Baden-Württemberg: Eberhard Wein (kew)

Verkehrte Welt in Göppingen: die CDU unterstützt bei der Oberbürgermeisterwahl im Oktober den parteilosen Amtsinhaber, obwohl der bis vor drei Jahren noch unter roter Flagge segelte. Die Sozialdemokraten wollen hingegen einen Mann mit CDU-Parteibuch auf ihr Kandidatenschild heben.

 

In der an originellen Konstellationen gewiss nicht armen Göppinger Kommunalpolitik ist eben so manches möglich. Andererseits besitzt die ungewöhnliche Kandidatenkür durchaus eine innere Logik. Zum einen hat der Regierungswechsel in Baden-Württemberg vor einem Jahr sämtliche potenziellen rot-grünen Führungskräfte vom Arbeitsmarkt gesaugt.
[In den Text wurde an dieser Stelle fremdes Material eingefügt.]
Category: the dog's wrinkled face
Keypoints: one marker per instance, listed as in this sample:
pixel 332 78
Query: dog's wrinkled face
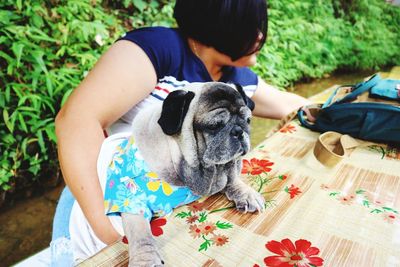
pixel 221 124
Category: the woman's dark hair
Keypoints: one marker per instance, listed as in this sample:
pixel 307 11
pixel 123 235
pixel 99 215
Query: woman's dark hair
pixel 230 26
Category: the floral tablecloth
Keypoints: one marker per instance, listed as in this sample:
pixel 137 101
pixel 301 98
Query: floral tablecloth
pixel 315 216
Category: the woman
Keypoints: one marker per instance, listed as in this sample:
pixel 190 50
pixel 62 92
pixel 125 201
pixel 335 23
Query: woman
pixel 215 41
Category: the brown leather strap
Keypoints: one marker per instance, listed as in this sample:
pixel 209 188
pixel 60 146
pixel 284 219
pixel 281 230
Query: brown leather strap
pixel 332 147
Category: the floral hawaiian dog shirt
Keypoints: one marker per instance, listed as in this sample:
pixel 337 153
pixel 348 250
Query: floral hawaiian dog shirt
pixel 131 187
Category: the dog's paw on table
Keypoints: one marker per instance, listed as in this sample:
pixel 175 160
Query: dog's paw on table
pixel 246 199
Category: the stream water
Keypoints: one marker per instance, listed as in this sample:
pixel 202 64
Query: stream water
pixel 25 228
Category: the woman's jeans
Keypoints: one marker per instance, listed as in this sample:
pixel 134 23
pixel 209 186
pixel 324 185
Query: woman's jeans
pixel 61 247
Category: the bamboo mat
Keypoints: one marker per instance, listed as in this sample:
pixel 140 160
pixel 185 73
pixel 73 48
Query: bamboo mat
pixel 316 216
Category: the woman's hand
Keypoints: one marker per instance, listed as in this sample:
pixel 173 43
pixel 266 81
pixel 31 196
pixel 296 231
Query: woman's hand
pixel 274 104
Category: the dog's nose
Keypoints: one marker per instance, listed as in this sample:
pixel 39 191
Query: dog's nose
pixel 237 131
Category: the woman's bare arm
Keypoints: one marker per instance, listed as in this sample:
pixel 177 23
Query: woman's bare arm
pixel 122 77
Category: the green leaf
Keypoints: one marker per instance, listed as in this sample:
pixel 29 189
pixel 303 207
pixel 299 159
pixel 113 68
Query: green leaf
pixel 360 191
pixel 22 122
pixel 223 225
pixel 39 135
pixel 18 48
pixel 205 245
pixel 376 211
pixel 389 209
pixel 139 4
pixel 203 217
pixel 7 121
pixel 366 203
Auch der beliebte Göppinger Sozialbürgermeister Jürgen Lämmle (SPD) wechselte nach Stuttgart. Zum anderen dürfte ein SPD-Kandidat mit CDU-Parteibuch so manchen konservativen Wähler ins Grübeln bringen.

Vor allem zeigt der Name Thomas Jakob aber eines: um den verhassten Guido Till los zu werden, ist die SPD bereit, auch schwarze Kröten zu schlucken. Sieht man von einem missglückten Ausflug nach Bad Mergentheim ab, hat der Bad Cannstatter Bezirksvorsteher seine bisherige Karriere ausschließlich seinen Verbindungen innerhalb der Stuttgarter CDU zu verdanken.

Ob sich für die SPD dieses Wildern in fremdem Terrain am Ende auszahlt, bleibt abzuwarten. Schließlich hat nicht nur die Kränkung, die Tills Austritt in der Partei verursacht hat, zur Entfremdung geführt. Vielmehr wuchsen zwischen der SPD und ihrem einstigen Hoffnungsträger in den vergangenen acht Jahren auch immer tiefere inhaltliche Gräben. Eine andere Politik ist aber auch von dem CDU-Mann Jakob kaum zu erwarten.